Si la plupart des experts supposés éclairer les prises de décision n’ont rien vu de tout cela, c’est parce que leur approche de l’Afghanistan était imprégnée d’une anthropologie imaginaire, forme renouvelée d’orientalisme, étayée par une obsession de quantification lui conférant une apparence de sérieux. Un programme intitulé « « Human Terrain System » a même été mis en place par l’armée américaine. Ses membres, au mieux sommairement formés sur d’autres terrains (les « tribus indiennes » en Amérique, par exemple), se déplaçaient habillés d’uniformes et de gilets pare-balles pour mener leurs entretiens dans le cadre de patrouilles. Leurs rapports peuvent être, dans le meilleur des cas, comparés à ceux des officiers des affaires indigènes.

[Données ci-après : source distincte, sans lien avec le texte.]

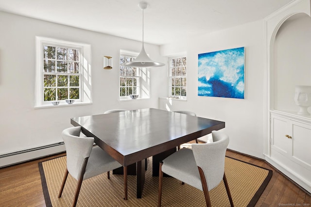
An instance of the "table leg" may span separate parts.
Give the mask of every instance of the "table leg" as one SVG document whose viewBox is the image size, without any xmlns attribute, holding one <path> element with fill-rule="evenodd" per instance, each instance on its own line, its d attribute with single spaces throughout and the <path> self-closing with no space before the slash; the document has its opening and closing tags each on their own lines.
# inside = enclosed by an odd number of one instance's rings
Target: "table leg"
<svg viewBox="0 0 311 207">
<path fill-rule="evenodd" d="M 144 188 L 145 183 L 145 173 L 146 160 L 143 159 L 137 162 L 137 198 L 141 198 L 142 195 L 142 190 Z"/>
<path fill-rule="evenodd" d="M 124 171 L 123 179 L 124 181 L 124 200 L 127 200 L 127 166 L 123 168 Z"/>
</svg>

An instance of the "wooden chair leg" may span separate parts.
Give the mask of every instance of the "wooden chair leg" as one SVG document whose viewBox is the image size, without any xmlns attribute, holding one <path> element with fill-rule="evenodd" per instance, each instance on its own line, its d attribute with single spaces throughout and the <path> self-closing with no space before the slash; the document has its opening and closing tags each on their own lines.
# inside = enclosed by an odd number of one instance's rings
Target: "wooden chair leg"
<svg viewBox="0 0 311 207">
<path fill-rule="evenodd" d="M 227 181 L 227 178 L 225 176 L 225 173 L 224 173 L 224 183 L 225 183 L 225 190 L 227 191 L 227 194 L 228 194 L 228 197 L 229 198 L 229 201 L 230 201 L 230 204 L 231 205 L 231 207 L 233 207 L 233 201 L 232 201 L 232 197 L 231 197 L 231 193 L 230 192 L 229 190 L 229 185 L 228 185 L 228 182 Z"/>
<path fill-rule="evenodd" d="M 78 184 L 77 185 L 77 189 L 76 190 L 76 194 L 74 195 L 74 198 L 73 199 L 73 203 L 72 204 L 72 207 L 74 207 L 77 205 L 77 202 L 78 201 L 78 197 L 79 197 L 79 193 L 80 192 L 80 190 L 81 189 L 81 185 L 82 185 L 82 181 L 83 181 L 83 175 L 80 176 L 78 180 Z"/>
<path fill-rule="evenodd" d="M 86 158 L 82 162 L 81 172 L 80 174 L 80 176 L 78 178 L 78 184 L 77 185 L 77 189 L 76 190 L 76 193 L 74 195 L 74 198 L 73 199 L 72 207 L 75 207 L 77 205 L 78 197 L 79 197 L 79 193 L 80 192 L 80 190 L 81 189 L 81 185 L 82 185 L 82 181 L 83 181 L 83 176 L 84 176 L 84 173 L 86 172 L 86 164 L 87 163 L 88 160 L 88 158 Z"/>
<path fill-rule="evenodd" d="M 201 168 L 199 166 L 198 166 L 198 168 L 199 168 L 199 173 L 200 173 L 201 182 L 202 184 L 202 187 L 203 188 L 203 192 L 204 192 L 206 205 L 207 207 L 211 207 L 210 199 L 209 198 L 209 193 L 208 192 L 208 188 L 207 187 L 207 184 L 206 182 L 206 179 L 205 179 L 205 175 L 204 175 L 204 172 Z"/>
<path fill-rule="evenodd" d="M 162 172 L 162 165 L 163 162 L 160 162 L 160 166 L 159 167 L 159 192 L 158 195 L 158 207 L 161 207 L 161 200 L 162 200 L 162 187 L 163 180 L 163 172 Z"/>
<path fill-rule="evenodd" d="M 123 179 L 124 181 L 124 200 L 127 200 L 127 166 L 123 167 Z"/>
<path fill-rule="evenodd" d="M 64 190 L 64 187 L 65 187 L 65 184 L 66 182 L 66 180 L 67 179 L 67 177 L 68 176 L 68 170 L 66 168 L 66 171 L 65 172 L 65 175 L 64 175 L 64 179 L 63 179 L 63 183 L 62 183 L 62 186 L 60 187 L 60 190 L 59 191 L 59 194 L 58 194 L 58 198 L 60 198 L 62 196 L 62 193 L 63 193 L 63 190 Z"/>
</svg>

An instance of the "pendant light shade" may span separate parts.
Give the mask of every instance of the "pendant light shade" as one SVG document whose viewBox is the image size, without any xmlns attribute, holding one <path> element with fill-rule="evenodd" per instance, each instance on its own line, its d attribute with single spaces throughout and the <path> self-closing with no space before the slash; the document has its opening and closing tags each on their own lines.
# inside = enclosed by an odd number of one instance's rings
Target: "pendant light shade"
<svg viewBox="0 0 311 207">
<path fill-rule="evenodd" d="M 164 64 L 156 62 L 151 60 L 145 50 L 144 47 L 144 9 L 148 7 L 148 3 L 142 1 L 138 4 L 138 6 L 142 10 L 142 46 L 141 50 L 134 61 L 129 63 L 124 63 L 121 64 L 121 65 L 134 67 L 154 67 L 164 66 L 165 65 Z"/>
</svg>

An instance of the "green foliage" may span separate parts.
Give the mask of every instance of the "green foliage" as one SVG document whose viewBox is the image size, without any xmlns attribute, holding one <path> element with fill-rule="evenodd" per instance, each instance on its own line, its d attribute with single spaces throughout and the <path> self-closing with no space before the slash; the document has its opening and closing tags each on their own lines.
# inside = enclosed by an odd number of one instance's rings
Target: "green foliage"
<svg viewBox="0 0 311 207">
<path fill-rule="evenodd" d="M 78 49 L 44 46 L 45 101 L 80 98 L 79 57 Z"/>
</svg>

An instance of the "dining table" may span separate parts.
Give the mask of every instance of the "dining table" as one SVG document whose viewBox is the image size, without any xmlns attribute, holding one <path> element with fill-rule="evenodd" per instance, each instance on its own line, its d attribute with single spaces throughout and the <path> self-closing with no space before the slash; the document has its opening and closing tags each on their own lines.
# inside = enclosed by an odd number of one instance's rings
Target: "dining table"
<svg viewBox="0 0 311 207">
<path fill-rule="evenodd" d="M 157 176 L 158 162 L 177 146 L 225 127 L 221 121 L 154 108 L 73 117 L 70 123 L 94 137 L 96 144 L 124 167 L 124 173 L 127 166 L 135 165 L 138 198 L 142 195 L 146 159 L 153 158 L 153 175 Z M 125 199 L 127 181 L 124 178 Z"/>
</svg>

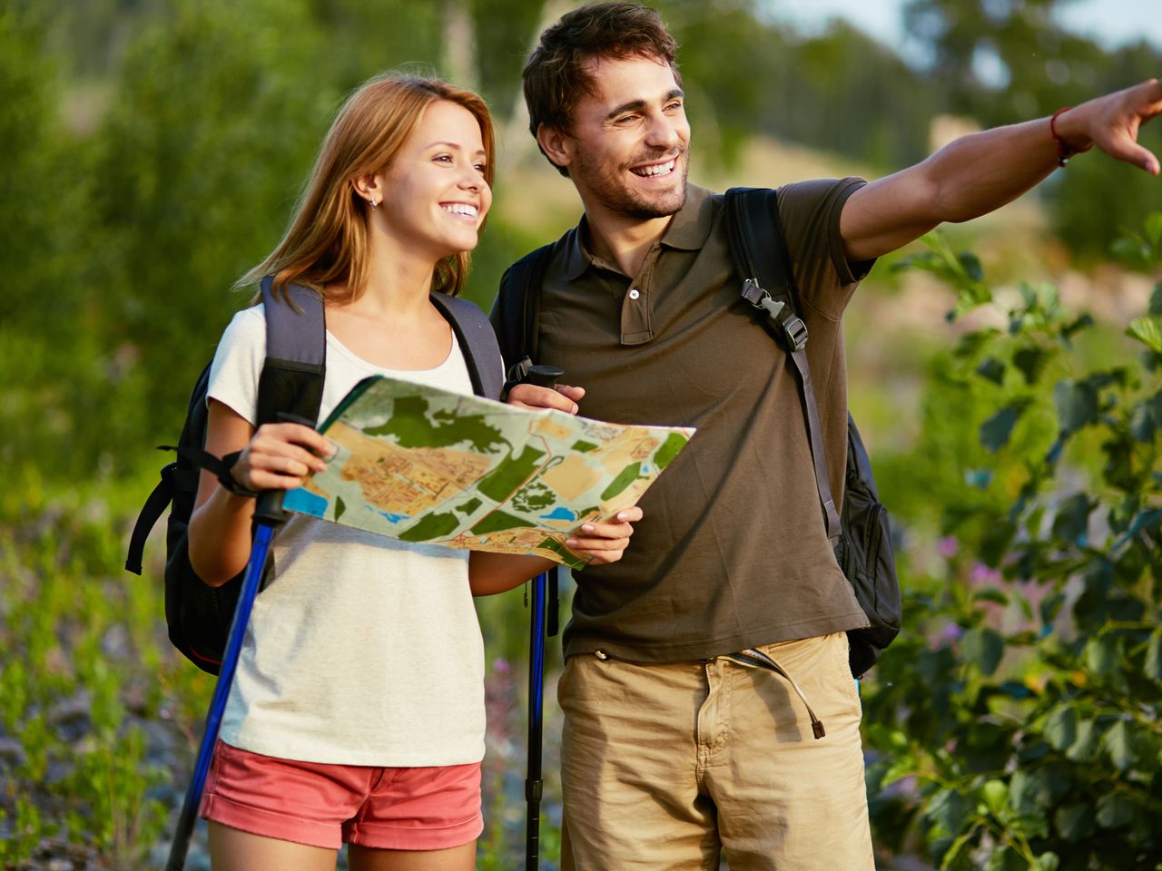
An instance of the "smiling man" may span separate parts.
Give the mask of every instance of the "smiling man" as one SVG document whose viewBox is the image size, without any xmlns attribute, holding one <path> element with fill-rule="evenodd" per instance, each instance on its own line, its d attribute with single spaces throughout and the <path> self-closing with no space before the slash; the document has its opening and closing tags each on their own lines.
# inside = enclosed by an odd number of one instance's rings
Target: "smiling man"
<svg viewBox="0 0 1162 871">
<path fill-rule="evenodd" d="M 548 28 L 524 70 L 530 128 L 584 206 L 538 254 L 536 361 L 584 390 L 521 384 L 509 398 L 572 411 L 583 397 L 588 417 L 698 427 L 643 498 L 625 557 L 575 574 L 558 689 L 562 868 L 712 871 L 725 852 L 732 871 L 870 871 L 846 636 L 867 618 L 827 538 L 797 373 L 739 300 L 723 196 L 687 183 L 675 52 L 653 10 L 601 3 Z M 1095 145 L 1156 175 L 1136 134 L 1160 111 L 1150 80 L 870 183 L 780 188 L 831 481 L 847 449 L 841 319 L 874 259 Z M 514 272 L 498 327 L 522 317 Z M 510 363 L 524 352 L 502 350 Z M 783 674 L 730 658 L 749 648 Z"/>
</svg>

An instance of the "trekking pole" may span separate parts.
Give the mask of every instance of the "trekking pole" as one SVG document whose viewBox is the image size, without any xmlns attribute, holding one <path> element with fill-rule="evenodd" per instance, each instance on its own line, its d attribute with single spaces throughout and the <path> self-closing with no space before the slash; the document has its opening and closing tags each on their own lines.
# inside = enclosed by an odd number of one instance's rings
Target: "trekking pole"
<svg viewBox="0 0 1162 871">
<path fill-rule="evenodd" d="M 532 366 L 523 381 L 537 387 L 553 387 L 565 370 L 557 366 Z M 537 575 L 532 582 L 529 603 L 529 760 L 525 771 L 524 800 L 528 804 L 524 838 L 525 871 L 537 871 L 540 862 L 540 797 L 545 782 L 541 778 L 540 744 L 541 720 L 545 710 L 545 604 L 548 576 L 553 576 L 555 599 L 557 569 Z M 555 620 L 553 621 L 555 625 Z M 555 628 L 555 627 L 554 627 Z"/>
<path fill-rule="evenodd" d="M 287 517 L 282 510 L 284 492 L 284 490 L 266 490 L 258 495 L 254 505 L 254 542 L 250 548 L 250 561 L 246 563 L 246 574 L 243 576 L 242 589 L 238 591 L 238 604 L 235 606 L 234 619 L 230 622 L 230 634 L 227 635 L 218 679 L 214 685 L 214 697 L 210 699 L 209 712 L 206 714 L 206 730 L 202 733 L 198 761 L 194 763 L 194 775 L 189 782 L 189 789 L 186 791 L 186 799 L 181 805 L 181 814 L 178 816 L 178 827 L 173 833 L 173 843 L 170 847 L 170 858 L 165 864 L 165 871 L 182 871 L 186 865 L 189 838 L 198 822 L 198 806 L 202 800 L 202 790 L 206 786 L 206 776 L 210 770 L 214 744 L 217 742 L 218 729 L 222 727 L 225 701 L 230 696 L 230 686 L 234 684 L 234 672 L 238 668 L 238 654 L 242 650 L 242 641 L 246 636 L 246 624 L 250 622 L 250 612 L 254 606 L 254 596 L 258 595 L 259 582 L 263 577 L 263 569 L 266 567 L 266 556 L 271 549 L 274 531 Z"/>
</svg>

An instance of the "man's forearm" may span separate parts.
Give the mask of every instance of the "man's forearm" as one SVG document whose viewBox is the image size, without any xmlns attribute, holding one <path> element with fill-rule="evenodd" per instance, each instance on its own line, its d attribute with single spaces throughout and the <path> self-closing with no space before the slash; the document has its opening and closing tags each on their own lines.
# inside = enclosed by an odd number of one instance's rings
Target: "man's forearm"
<svg viewBox="0 0 1162 871">
<path fill-rule="evenodd" d="M 1096 145 L 1156 175 L 1157 158 L 1136 139 L 1139 127 L 1159 113 L 1162 82 L 1152 79 L 1059 114 L 1052 129 L 1043 117 L 963 136 L 852 194 L 840 218 L 847 257 L 869 260 L 946 221 L 970 221 L 998 209 L 1053 172 L 1062 151 Z"/>
</svg>

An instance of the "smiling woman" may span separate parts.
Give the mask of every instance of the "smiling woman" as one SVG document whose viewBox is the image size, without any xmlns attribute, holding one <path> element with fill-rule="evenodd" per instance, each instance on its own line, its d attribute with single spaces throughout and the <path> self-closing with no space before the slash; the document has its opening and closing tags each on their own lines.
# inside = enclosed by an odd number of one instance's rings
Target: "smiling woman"
<svg viewBox="0 0 1162 871">
<path fill-rule="evenodd" d="M 476 94 L 383 77 L 339 111 L 289 229 L 239 282 L 270 275 L 284 301 L 292 285 L 322 297 L 321 417 L 371 375 L 473 393 L 433 297 L 461 288 L 492 181 L 493 127 Z M 189 523 L 189 562 L 211 586 L 248 562 L 250 496 L 300 487 L 332 452 L 311 426 L 258 419 L 264 314 L 235 316 L 209 373 L 206 449 L 236 458 L 222 477 L 202 474 Z M 595 527 L 580 549 L 619 559 L 627 525 Z M 272 553 L 202 797 L 215 871 L 330 869 L 344 842 L 353 871 L 468 871 L 485 730 L 469 580 L 507 589 L 548 561 L 469 556 L 306 514 L 286 521 Z"/>
</svg>

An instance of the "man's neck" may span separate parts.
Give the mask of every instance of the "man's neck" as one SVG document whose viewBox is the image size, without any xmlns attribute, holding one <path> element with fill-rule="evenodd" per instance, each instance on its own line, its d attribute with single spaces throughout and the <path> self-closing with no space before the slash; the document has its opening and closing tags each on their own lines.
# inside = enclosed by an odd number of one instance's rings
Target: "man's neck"
<svg viewBox="0 0 1162 871">
<path fill-rule="evenodd" d="M 615 215 L 604 209 L 586 208 L 589 252 L 630 278 L 638 274 L 651 246 L 662 237 L 673 215 L 660 218 L 636 218 Z"/>
</svg>

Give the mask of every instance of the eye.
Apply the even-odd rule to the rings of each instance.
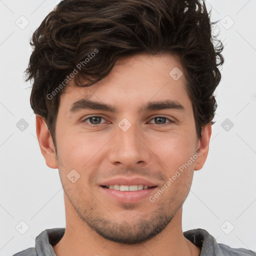
[[[86,118],[83,122],[88,122],[90,124],[96,125],[102,124],[102,120],[105,120],[101,116],[90,116]]]
[[[169,121],[168,122],[173,122],[172,120],[164,116],[156,116],[152,119],[150,122],[152,124],[152,120],[154,120],[156,122],[155,124],[164,124],[166,123],[166,120]]]

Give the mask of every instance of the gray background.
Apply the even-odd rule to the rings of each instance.
[[[41,155],[23,73],[32,32],[58,2],[0,0],[0,256],[34,246],[46,228],[65,226],[58,171]],[[218,242],[256,250],[256,0],[207,4],[212,20],[220,20],[214,30],[226,62],[208,159],[195,172],[183,229],[204,228]]]

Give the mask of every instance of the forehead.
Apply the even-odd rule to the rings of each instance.
[[[186,82],[178,56],[140,54],[119,59],[110,74],[92,86],[78,86],[73,79],[60,96],[60,106],[70,108],[72,102],[86,98],[122,108],[178,99],[188,107]]]

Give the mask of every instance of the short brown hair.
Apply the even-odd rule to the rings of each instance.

À ces pseudo anthropologues en uniforme vont s’ajouter les experts en contre-insurrection envoyés par Obama. Négligeant les dynamiques transfrontalières, notamment les relations avec le Pakistan où la direction du mouvement taliban est à l’abri des frappes de la coalition, les militaires américains se focalisent sur le territoire afghan. La tentative de rallier ou de désarmer les groupes armés se solde par un échec. La coalition occidentale fait alors usage de son large répertoire de violence. Les éliminations ciblées sont le plus souvent réalisées de nuit, par des forces spéciales, puis par des frappes de drones. Les Américains encouragent la création de milices qui provoquent des désordres tels qu’elles favorisent, à Kunduz, le retour des talibans qu’il s’agissait d’éliminer.

Mais, au nom de la lutte contre le terrorisme, se multiplient d’autres pratiques qui n’obéissent plus à la moindre contrainte juridique et se déploient dans un espace pratiquement affranchi du droit de la guerre. C’est dans cet espace non contraint par le droit, parfois dans des maisons privées, qu’on enlève, emprisonne secrètement, torture, et qu’on procède à des exécutions extra-judiciaires. Il n’existe plus d’espace humanitaire neutre protégé par les lois internationales. En témoigne le bombardement à Kunduz, en 2015, de l’hôpital de Médecins sans frontières, qui a causé plus d’une quarantaine de morts. Cet usage incontrôlé de la violence, auquel s’ajoute le nombre de victimes civiles, peut également expliquer la progression des talibans, la population considérant que, loin de la protéger, la coalition constitue la première cause d’insécurité.

Les événements plus récents en Afghanistan indiquent que cette guerre civile spécifique à l’époque contemporaine et qui est en fait une production internationale est loin d’être terminée. Mais les opinions publiques occidentales n’ont à peu près pas réagi aux violations majeures des droits humains qui s’y sont produites, manifestant ainsi « la prégnance des discours identitaires et un désintérêt croissant pour les sociétés autres ». Guerre exotique, la guerre en Afghanistan aura peut-être servi de laboratoire d’expérimentation à de nouvelles technologies politiques qui pourraient être plus tard adaptées à nos sociétés. C’est sur cette perspective dystopique que se conclut le livre de Gilles Dorronsoro. Beaucoup plus qu’une analyse rigoureuse, documentée, et même savante d’un conflit lointain et finalement très peu connu, il constitue une réflexion politique ambitieuse et originale.